Cette synthèse propose un retour d’expérience basé sur l’analyse de 117 accidents français et étrangers, extraits
de la base ARIA et impliquant des installations industrielles de stockage et de dépotage d’ammoniac sous
pression. Compte tenu des données disponibles, elle n’a pas vocation à donner de véritables éléments
statistiques, mais permet néanmoins de tirer des enseignements sur les risques liés à la manipulation de
l’ammoniac. Les points suivants sont détaillés :
- les phénomènes dangereux liés à l’ammoniac,
- leurs conséquences,
- les circonstances et les causes des accidents.
Les rejets dangereux concernent presque tous les cas recensés : rejets directs (fuites, ruptures de capacité...) ou
émissions accidentelles à la suite d'autres phénomènes (explosion, incendie...).
Les incendies sont associés à des explosions dans la grande majorité des cas. L’incendie est soit à l’origine de
l’explosion (par montée en température de la capacité d’NH3), soit une conséquence de l’explosion. Un incendie
résulte de l’inflammation de vapeurs d’NH3 sans être associé à une explosion (ARIA 5452, Inflammation de
vapeurs d’NH3 à la sortie d’une vanne).
Les chutes et projections sont associés à des explosions de capacités d’NH3 ou à des explosions agressant ces
capacités.
Les conséquences
Les principales conséquences de ces accidents français ou étrangers mettant en cause les installations de
stockage / dépotage d'NH3 sont indiquées dans le tableau suivant et comparées aux principales conséquences
des accidents recensés dans la base ARIA pour des sites industriels.
De nombreux accidents impliquant le stockage / dépotage d'NH3 ont d’importantes conséquences humaines. Les
accidents mortels représentent 6 % des accidents répertoriés sur sites industriels et recensés dans ARIA, mais
concernent 18 % des accidents liés aux seules installations de stockage / dépotage d’NH3. Ainsi, 20 accidents
mortels (8 liés au stockage et 12 au dépotage) sont responsables de plus de 200 décès (ARIA 3485, 129 morts à
Dakar au Sénégal, ARIA 5348, 18 morts à Potchefstroom en Afrique du Sud), essentiellement par brûlure ou
intoxication. En France, 3 accidents mortels (ARIA 4988, à Liévin, ARIA 5001, à Labastide d'Armagnac, ARIA
14861 - France) ont provoqué 7 décès d’employés.
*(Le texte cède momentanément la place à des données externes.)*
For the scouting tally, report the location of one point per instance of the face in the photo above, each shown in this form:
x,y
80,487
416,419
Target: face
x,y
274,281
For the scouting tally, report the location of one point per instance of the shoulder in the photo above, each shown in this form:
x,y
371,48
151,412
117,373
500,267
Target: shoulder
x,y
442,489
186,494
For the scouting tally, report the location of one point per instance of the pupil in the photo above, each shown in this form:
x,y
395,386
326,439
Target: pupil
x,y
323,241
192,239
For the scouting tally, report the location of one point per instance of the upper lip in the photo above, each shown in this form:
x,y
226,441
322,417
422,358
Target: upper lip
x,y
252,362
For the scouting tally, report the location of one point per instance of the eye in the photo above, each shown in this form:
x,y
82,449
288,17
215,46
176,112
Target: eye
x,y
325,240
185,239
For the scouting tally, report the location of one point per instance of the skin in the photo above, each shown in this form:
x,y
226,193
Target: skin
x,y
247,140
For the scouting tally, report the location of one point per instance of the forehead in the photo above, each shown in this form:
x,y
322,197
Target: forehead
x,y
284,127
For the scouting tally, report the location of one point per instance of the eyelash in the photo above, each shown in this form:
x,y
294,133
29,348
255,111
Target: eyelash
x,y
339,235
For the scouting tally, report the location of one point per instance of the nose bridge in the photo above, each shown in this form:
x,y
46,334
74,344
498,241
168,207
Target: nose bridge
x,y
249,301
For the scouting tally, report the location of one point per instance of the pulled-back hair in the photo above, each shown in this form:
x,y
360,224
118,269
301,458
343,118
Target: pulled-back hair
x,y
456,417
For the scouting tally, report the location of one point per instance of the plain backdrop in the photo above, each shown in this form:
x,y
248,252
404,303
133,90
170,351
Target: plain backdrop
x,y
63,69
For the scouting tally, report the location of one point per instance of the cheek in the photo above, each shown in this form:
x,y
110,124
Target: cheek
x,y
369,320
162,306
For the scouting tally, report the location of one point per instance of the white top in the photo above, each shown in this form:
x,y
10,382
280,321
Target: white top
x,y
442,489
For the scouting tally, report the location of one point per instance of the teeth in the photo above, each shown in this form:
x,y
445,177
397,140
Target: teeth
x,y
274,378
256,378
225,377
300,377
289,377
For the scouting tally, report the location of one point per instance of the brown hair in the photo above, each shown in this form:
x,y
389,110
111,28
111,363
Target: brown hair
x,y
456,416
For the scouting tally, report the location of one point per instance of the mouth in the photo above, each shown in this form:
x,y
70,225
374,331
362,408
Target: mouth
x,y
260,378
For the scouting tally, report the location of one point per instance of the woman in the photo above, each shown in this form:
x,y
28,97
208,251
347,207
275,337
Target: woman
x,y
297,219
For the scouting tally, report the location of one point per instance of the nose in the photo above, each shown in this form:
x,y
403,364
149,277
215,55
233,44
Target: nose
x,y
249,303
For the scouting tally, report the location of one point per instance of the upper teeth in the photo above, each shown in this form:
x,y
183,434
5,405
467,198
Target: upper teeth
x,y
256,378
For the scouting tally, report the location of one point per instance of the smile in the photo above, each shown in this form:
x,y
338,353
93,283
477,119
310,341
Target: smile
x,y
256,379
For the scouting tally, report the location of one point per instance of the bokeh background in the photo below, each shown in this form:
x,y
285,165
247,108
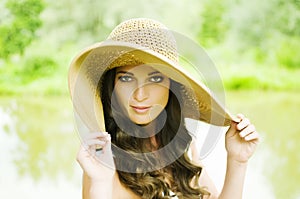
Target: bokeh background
x,y
254,44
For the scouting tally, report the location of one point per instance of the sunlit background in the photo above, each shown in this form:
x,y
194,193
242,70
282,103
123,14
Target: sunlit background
x,y
255,45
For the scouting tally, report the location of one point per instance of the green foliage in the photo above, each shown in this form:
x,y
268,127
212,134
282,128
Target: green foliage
x,y
37,67
288,53
213,28
20,32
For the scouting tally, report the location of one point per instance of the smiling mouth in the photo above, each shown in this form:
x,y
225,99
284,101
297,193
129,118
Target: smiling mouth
x,y
140,109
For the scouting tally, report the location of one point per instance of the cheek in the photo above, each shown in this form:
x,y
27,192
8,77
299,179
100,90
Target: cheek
x,y
163,94
123,95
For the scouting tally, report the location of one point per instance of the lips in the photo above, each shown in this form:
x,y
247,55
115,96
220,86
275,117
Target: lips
x,y
140,109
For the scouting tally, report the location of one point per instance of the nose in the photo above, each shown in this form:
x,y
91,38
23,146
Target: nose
x,y
140,93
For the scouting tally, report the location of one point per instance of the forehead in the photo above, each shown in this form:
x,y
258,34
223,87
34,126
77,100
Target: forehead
x,y
136,68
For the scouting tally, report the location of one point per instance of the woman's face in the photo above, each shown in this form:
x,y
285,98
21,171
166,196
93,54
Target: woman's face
x,y
142,92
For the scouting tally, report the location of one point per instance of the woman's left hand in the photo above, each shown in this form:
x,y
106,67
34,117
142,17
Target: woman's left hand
x,y
241,139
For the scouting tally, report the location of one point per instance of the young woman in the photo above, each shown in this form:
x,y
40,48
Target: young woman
x,y
135,103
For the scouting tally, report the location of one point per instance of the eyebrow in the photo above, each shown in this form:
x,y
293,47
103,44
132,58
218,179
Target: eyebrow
x,y
125,72
129,73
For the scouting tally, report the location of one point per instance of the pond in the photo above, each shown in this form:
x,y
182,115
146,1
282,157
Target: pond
x,y
39,142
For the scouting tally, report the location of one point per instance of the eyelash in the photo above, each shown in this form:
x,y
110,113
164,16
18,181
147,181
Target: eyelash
x,y
153,79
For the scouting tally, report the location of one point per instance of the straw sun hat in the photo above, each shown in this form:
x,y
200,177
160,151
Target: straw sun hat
x,y
134,42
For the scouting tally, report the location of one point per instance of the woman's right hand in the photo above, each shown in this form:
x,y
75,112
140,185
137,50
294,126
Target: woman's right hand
x,y
98,166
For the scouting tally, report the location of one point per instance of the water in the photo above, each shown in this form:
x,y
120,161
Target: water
x,y
38,145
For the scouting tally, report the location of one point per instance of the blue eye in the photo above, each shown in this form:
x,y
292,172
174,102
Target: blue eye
x,y
156,79
125,78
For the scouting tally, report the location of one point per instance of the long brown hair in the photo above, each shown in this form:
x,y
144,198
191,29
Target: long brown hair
x,y
139,171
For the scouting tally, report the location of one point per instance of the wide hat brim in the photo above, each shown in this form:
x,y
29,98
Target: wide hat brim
x,y
88,66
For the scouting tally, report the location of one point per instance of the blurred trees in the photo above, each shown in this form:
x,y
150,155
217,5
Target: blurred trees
x,y
18,29
46,34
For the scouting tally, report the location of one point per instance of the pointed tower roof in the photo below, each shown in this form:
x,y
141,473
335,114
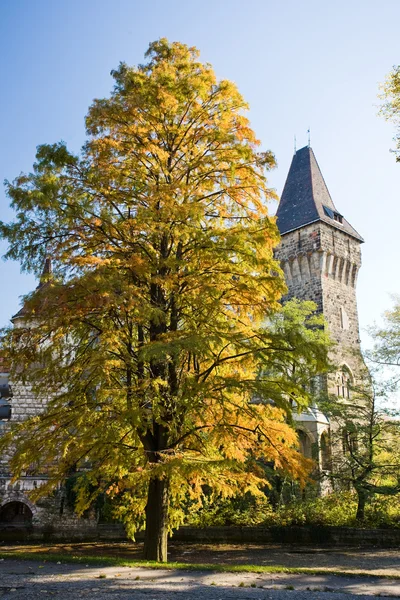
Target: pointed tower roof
x,y
306,199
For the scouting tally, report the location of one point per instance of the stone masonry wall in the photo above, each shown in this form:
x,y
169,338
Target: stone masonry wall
x,y
321,263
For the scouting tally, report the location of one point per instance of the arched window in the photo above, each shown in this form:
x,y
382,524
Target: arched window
x,y
344,382
326,457
349,440
304,443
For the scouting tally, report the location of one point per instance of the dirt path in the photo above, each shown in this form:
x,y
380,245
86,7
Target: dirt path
x,y
372,561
Les accidents étudiés peuvent conduire à des mesures d'évacuation ou de confinement des populations
riveraines, parfois de très grande ampleur du fait de la formation de nuages toxiques importants (ARIA 5450, 20
000 évacués à Incheon en Corée du Sud, ARIA 6268, 2 500 évacués à Port Neal aux Etats-Unis).
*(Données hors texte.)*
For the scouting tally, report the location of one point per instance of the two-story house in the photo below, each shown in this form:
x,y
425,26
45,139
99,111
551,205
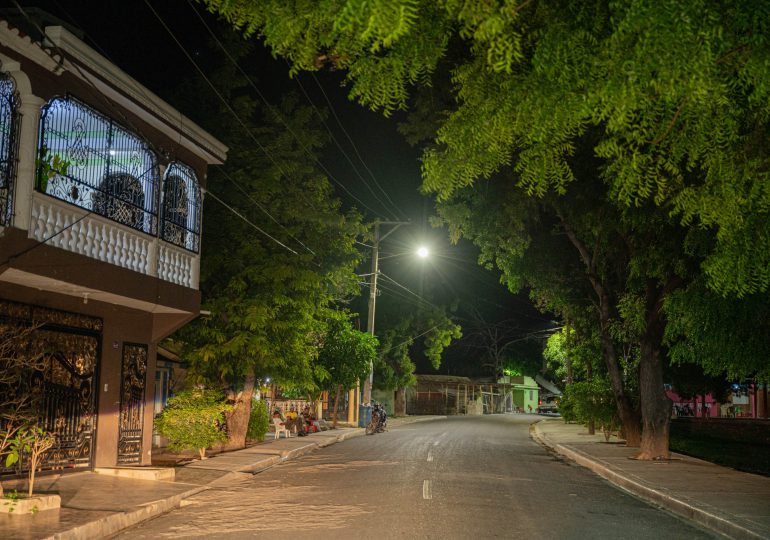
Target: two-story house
x,y
100,234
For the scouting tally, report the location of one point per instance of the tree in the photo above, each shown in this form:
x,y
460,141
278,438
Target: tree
x,y
670,99
277,248
193,420
502,345
395,367
678,90
18,362
582,256
346,355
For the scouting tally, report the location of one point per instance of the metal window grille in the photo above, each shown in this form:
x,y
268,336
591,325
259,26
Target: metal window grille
x,y
181,208
88,160
8,143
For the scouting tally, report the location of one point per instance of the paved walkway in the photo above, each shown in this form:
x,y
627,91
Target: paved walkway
x,y
97,505
733,503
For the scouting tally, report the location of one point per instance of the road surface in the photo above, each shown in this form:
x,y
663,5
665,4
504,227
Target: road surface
x,y
464,477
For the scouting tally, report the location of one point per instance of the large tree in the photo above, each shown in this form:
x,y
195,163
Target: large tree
x,y
671,96
277,251
346,357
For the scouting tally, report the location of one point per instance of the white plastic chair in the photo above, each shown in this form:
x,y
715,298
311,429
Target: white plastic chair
x,y
280,427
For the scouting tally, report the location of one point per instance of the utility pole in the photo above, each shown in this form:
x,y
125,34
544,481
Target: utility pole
x,y
367,398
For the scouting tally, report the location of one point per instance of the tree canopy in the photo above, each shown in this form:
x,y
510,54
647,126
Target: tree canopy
x,y
678,92
278,251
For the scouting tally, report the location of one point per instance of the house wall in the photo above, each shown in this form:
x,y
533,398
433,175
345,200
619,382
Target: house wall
x,y
134,306
121,326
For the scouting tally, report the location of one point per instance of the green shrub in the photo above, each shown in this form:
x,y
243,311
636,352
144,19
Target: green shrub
x,y
194,419
590,400
259,421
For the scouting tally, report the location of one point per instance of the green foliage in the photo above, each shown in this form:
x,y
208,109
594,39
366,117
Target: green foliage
x,y
672,97
395,367
269,301
259,421
728,337
49,165
193,419
589,400
346,354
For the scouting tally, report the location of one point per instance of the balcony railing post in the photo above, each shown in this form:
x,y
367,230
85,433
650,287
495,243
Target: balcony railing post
x,y
153,257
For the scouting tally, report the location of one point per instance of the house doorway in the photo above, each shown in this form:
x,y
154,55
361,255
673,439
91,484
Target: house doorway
x,y
59,386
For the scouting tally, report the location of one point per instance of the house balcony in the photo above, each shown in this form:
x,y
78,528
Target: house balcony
x,y
71,228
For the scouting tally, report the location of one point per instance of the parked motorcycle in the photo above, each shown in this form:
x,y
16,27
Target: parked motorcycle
x,y
379,421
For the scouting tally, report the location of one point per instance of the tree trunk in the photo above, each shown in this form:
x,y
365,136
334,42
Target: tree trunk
x,y
399,403
656,407
238,419
336,404
629,417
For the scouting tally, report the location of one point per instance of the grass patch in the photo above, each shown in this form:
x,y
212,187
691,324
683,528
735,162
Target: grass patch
x,y
742,456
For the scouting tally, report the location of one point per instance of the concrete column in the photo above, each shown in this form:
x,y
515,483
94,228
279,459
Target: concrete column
x,y
351,406
25,178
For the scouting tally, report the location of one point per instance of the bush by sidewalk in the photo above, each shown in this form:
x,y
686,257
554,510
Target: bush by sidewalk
x,y
259,421
193,419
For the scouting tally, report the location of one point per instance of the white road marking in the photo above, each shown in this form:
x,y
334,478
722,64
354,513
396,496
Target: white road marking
x,y
426,492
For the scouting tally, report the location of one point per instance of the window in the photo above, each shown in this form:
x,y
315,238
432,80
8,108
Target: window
x,y
180,218
88,160
8,140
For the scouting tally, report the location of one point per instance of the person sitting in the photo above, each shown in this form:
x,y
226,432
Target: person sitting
x,y
311,424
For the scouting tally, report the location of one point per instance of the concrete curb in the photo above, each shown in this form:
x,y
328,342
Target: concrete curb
x,y
679,507
110,525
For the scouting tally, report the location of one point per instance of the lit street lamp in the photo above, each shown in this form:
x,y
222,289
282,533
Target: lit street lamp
x,y
367,397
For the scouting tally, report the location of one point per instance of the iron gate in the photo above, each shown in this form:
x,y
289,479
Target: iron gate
x,y
61,384
133,379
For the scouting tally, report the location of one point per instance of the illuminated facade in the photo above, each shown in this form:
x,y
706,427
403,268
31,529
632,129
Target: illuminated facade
x,y
100,228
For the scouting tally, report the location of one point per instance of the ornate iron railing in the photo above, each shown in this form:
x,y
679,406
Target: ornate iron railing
x,y
61,388
9,117
131,418
88,160
181,208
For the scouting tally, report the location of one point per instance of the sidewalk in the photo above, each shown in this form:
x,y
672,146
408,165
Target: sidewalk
x,y
100,504
733,503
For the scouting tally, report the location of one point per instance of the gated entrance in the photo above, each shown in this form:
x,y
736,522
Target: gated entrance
x,y
59,386
133,380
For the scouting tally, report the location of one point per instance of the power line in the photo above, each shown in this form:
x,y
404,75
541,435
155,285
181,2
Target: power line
x,y
221,170
232,111
264,210
278,115
408,290
234,211
355,148
410,339
347,157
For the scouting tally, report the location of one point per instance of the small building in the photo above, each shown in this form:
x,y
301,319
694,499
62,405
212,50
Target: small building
x,y
100,234
526,393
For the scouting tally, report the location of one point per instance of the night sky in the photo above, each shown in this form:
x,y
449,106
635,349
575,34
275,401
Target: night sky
x,y
131,36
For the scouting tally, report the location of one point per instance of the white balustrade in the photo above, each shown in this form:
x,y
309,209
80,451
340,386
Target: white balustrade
x,y
176,265
73,229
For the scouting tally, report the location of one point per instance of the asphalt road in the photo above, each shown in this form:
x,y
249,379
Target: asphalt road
x,y
464,477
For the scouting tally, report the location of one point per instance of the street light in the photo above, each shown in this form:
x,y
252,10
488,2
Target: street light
x,y
373,290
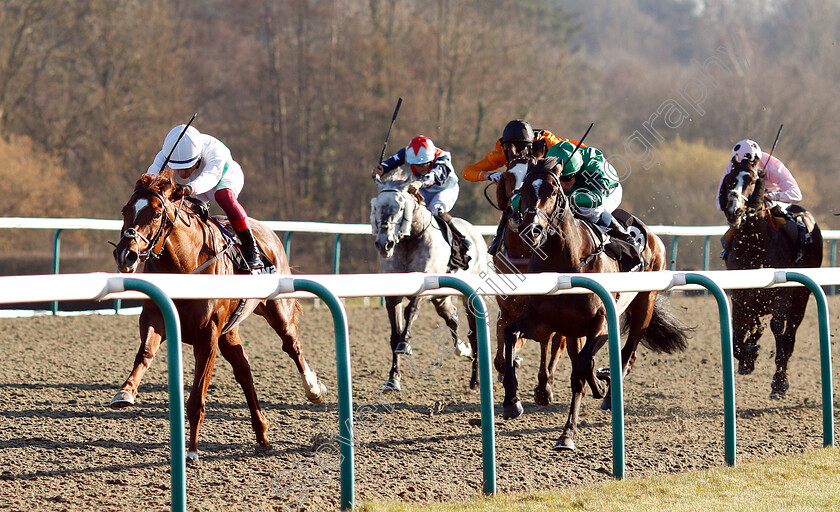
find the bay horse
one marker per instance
(168, 235)
(513, 258)
(563, 243)
(408, 240)
(758, 242)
Les conséquences environnementales les plus fréquentes sont relatives à la pollution atmosphérique (52 % des
cas). Les pollutions des eaux engendrées par le déversement direct d'NH3 dans les eaux ou résultant du
lessivage de gaz émis à l'atmosphère peuvent être très toxiques pour les organismes aquatiques (ARIA 28848,
une fuite d’eau sur une sphère en cours d’inspection, ARIA 41307, traitement insuffisant par la station d’épuration
de l’eau de vidange d’une épreuve de cuve ). Les pollutions atmosphériques peuvent entraîner, par déposition,
une contamination des sols et une atteinte à la végétation (ARIA 36629, fuite lors d’un dépotage 2,6 km2 de
végétation brûlée…).
- Rupture de capacité (2 cas – ARIA 4988, 5348) à la suite d’une corrosion de la paroi des capacités,
favorisée par le milieu corrosif et les contraintes s’exerçant sur les structures des capacités. Ces
contraintes ont été accentuées par des réparation réalisées après les mises en service des réservoirs.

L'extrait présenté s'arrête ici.